She fell for it all. It was bewildering to watch her buy into all this crazy rubbish. They would spend all their money and all their spare time in dreadful working men’s clubs, he would get so drunk he would vomit on the way home.

He was my dad from the age of 4 and I was terrified to be around this frightening man and with very little effort I was ousted, my Mum did nothing to protect me from anything. Bad things happened to me because I was the cuckoo in the nest and no one wanted me.

She was always trying not to eat too much as he didn’t like it if she grew plump. He made her wear things that didn’t suit her, he was interested in every detail of what she did and didn’t do.

He was able to dominate her and manipulate he to the extent she lost the ability to stand up for herself or anyone else.

She lied for him, took his side without a second thought, together they did things that were cruel, negligent and wicked.

I hid from his jibes and taunts, I lived in my bedroom, did the best I could at school and by the time I was 18 I was living with my grandparents. My parents moved house, and threw away all my stuff.

He made her drunk. She loved the attention she got from him.

When Mum retired, Dad had already given up work. He took over their lives and that was the end of any relationship I had with her, as from then on, I never once was allowed to see her without him being present, or to do anything together with her.

When she drove, he would be unbearably rude and question everything she did, eventually she had no confidence left at all. I watched all of this, helpless. She never said a bad word about him, and eventually she became a shell of her former self. When I tried to speak to her about the things that were going on she would become angry. It was too late.

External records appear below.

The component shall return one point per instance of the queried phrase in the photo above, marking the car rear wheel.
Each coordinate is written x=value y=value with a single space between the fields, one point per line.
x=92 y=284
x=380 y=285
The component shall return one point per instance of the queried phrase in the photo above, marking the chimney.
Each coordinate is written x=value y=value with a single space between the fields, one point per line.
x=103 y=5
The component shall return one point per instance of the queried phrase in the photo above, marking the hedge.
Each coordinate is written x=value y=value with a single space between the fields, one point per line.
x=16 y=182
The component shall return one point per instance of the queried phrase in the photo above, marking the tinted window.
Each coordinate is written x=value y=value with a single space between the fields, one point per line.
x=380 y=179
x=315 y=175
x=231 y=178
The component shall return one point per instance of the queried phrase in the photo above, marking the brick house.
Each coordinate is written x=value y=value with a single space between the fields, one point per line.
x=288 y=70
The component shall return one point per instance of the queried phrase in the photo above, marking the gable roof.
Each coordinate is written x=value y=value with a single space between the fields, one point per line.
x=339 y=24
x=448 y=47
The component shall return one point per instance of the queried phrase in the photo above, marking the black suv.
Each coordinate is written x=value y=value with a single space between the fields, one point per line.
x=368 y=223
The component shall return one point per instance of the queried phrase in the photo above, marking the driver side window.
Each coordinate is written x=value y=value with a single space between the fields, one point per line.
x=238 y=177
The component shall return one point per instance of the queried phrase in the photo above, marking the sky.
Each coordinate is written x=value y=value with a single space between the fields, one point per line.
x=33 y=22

The irony of the call from my Dad.

Mum is now in the same care home they put grandad in one year, whilst they went on holiday using his pension money.

It was a large 1970’s building but run like a workhouse.

On arrival, they stripped Grandad against his will and examined him all over on the pretext of looking for bruises and marks, to cover themselves should he leave the home with any marks and bruises.

They took every item of his personal possessions from him, including a large sum in cash and gave him no receipt.

They had put him in a room with no bedding on his bed. When I visited him the day after he had been placed there I had to shout at the nurse in charge and get them to open the laundry cupboard and get him some blankets. He had been so cold overnight he couldn’t sleep.

Whilst I was sitting with him all you could hear was screaming from the other patients. It was like bedlam. A strange man came into the room, in pajamas, he looked at me sitting by my Grandad, and he came past and went to rummage in Grandad’s drawers and cupboards. I escorted him out and shut the door.

At the end of my visit I went to see the manager and read her the riot act. I then called the council and made an official complaint the morning after.

My complaint included other bad stuff, but I think you get the gist.

It was upheld, and the home was closed and was only reopened after processes had been put in place to safeguard the residents.

So, here I am blogging, my need to speak about what goes on is not concluded. You can only imagine how I feel about my Mum being in this dreadful place.

As ye sow, so shall ye reap. But I still feel pity for them.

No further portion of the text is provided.